Wednesday, January 18, 2012

Opposing SOPA and PIPA

What is SOPA, you ask? Isn't PIPA that girl in England?  If you are asking this, you must not be using the internet.  All day Tuesday many websites went black or had notices on them protesting SOPA and PIPA. 

SOPA stands for Stop Online Piracy Act (SOPA), also known as House Bill 3261.  The bill, if it became law, would expand the ability of U.S. law enforcement and copyright holders to fight online trafficking in copyrighted intellectual property and counterfeit goods.  That sounds good right?  No, it doesn't.  It would also allow the U.S. Department of Justice, as well as copyright holders, to seek court orders against websites accused of enabling or facilitating copyright infringement.  This could include barring online advertisers and payment facilitators from doing business with alleged sites, barring search engines from linking to those sites and requiring internet service providers to block access to such sites.  Many opponents believe this violates the First Amendment and is internet censorship.  Today was a day of action by many websites including Wikipedia, Google and Boing Boing. Google has a petition for folks to sign.

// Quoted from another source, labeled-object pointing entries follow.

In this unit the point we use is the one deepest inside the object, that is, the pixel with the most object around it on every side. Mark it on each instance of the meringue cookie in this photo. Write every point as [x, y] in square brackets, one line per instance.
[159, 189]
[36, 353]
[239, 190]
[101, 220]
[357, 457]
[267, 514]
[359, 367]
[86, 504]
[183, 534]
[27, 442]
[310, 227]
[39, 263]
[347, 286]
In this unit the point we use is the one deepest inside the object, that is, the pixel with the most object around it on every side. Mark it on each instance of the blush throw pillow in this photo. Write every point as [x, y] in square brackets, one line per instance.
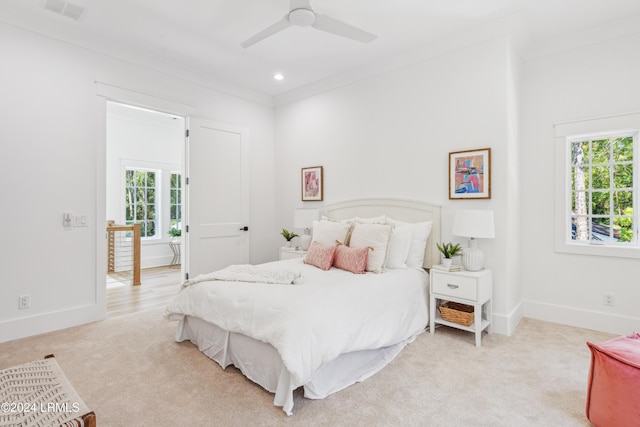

The other part of the protest is Protect IP Act (Preventing Real Online Threats to Economic Creativity and Theft of Intellectual Property Act of 2011 or PIPA) also known as Senate Bill 968.  It is a law with the  stated goal of giving the US government and copyright holders additional tools to curb access to "rogue websites dedicated to infringing or counterfeit goods", especially those registered outside the U.S.  Trademark and copyright holders who have been harmed by the activities of a website dedicated to infringing activities would be able to apply for a court injunction against the domain name to compel financial transaction providers and Internet advertising services to stop processing transactions to and placing ads on the website but would not be able to obtain the domain name remedies available to the Attorney General.  Basically, this means any private corporation can shut down unauthorized sites especially from outside the US and the unauthorized site can be sued.  It can block access to infringing domain names and cut off funds to infringing websites.    This could include anywhere people express themselves such as social media sites, Youtube and blogs.  Do you trust the government to make decisions about what is acceptable for you to be able to see and read?

If these potential laws rub you the wrong way, sign a petition, call your Representative.